Anyways, here's a linear model for this rain problem.

And it models it okay, but notice over here,

it doesn't predict as much rain is gonna happen and

perhaps here it predicts that they'll be more rain than typically occurs.

Well we can, and this is a group of models called parametric models.

And what we're learning is the parameters.

And we can learn these parameters, in fact,

a lot of people wouldn't even consider it learning.

We can just apply linear regression to the well-known algorithm, to these points.

And we can get this m parameter and this b parameter.

So that's learning a model.

Now we can learn more complex parametric models.

Here's an example of polynomial and it fits the data a little bit better,

doesn't it?

This is a second order polynomial and so we have to learn more parameters.

We have to learn this coefficient, that coefficient plus the b.

We have to discover three parameters.

Now we could add even more degrees,

we could learn up to x cubed, x to the fourth, and so on.

Each time that we add one more parameter that we have to learn, and each time

adding a little bit more flexibility in the shape of the curve that we learned.

Okay, those are parametric models.

Now there's another kind of machine learning in this, the kind that I like and

use a lot, which is called data-driven.

And here is an example of how it might work.

So let's say we have a query.

Oh and by the way before I delve into this,

let me explain a little bit more about how we use this model.

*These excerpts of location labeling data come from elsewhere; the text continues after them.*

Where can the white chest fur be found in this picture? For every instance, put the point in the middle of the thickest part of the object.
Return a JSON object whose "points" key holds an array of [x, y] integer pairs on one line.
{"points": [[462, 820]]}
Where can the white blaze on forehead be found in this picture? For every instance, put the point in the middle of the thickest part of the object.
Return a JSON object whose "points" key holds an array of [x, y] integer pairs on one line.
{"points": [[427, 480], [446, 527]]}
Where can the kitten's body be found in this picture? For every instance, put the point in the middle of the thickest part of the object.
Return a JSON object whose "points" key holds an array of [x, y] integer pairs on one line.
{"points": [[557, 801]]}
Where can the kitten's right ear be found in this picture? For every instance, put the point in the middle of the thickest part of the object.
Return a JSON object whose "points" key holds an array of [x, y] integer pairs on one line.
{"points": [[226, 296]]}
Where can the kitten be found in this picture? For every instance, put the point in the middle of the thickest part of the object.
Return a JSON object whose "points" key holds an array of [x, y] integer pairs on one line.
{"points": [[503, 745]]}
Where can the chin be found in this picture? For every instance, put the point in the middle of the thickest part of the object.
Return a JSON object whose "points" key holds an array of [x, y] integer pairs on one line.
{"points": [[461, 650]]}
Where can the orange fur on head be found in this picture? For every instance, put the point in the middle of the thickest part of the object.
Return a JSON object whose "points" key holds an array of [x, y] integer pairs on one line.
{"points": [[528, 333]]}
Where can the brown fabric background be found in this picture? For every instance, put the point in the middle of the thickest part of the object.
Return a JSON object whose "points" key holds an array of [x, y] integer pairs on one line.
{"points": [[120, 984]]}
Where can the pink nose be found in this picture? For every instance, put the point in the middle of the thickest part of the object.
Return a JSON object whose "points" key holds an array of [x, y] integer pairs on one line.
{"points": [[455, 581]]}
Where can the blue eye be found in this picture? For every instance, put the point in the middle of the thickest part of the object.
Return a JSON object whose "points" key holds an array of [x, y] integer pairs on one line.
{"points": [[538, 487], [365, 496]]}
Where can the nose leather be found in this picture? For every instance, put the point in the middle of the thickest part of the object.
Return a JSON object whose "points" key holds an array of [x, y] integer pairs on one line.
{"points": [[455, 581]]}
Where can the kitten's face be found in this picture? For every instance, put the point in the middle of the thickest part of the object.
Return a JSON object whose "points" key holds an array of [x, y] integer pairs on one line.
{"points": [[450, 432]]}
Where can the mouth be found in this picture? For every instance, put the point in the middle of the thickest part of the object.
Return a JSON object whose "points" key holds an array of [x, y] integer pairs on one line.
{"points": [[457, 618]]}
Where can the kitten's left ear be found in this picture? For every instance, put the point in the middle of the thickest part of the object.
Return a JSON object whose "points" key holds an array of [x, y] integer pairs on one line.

Suppose we have created this model, this polynomial model, and we wanna know, okay,

the pressure has gone down 0.5 millibars, or whatever the correct unit is.

So it's gone down 0.5 millibars, how much do we predict it'll rain?

Well, we just plug that into x here and x here, and

the answer we would get is this value here.

So that's how we query a polynomial model.

So at any point in time, we can look at the barometric pressure change and

ask the model how much does it think it's gonna rain.

It does pretty well except when we start getting here to significant

negative changes, it'll predict more rain than is likely to actually happen.

Okay, that's a query for a parametric model.

Let's now look at a query for a data driven model at this same point.

9:05

And then we can do something as simple as just take

the mean of all those points, and the mean value,

the y mean value, and say, that's our forecast.

Now if we look at queries across the whole span of the data.

I've drawn this blue line to represent what the model would end up looking like.

Notice that it fits the data very nicely everywhere.

Now this is a made up example, but this typical kind of thing you would see.

9:49

and very naturally and easily, and it's driven just by the data.

We don't impose a model a parametric model on top of that.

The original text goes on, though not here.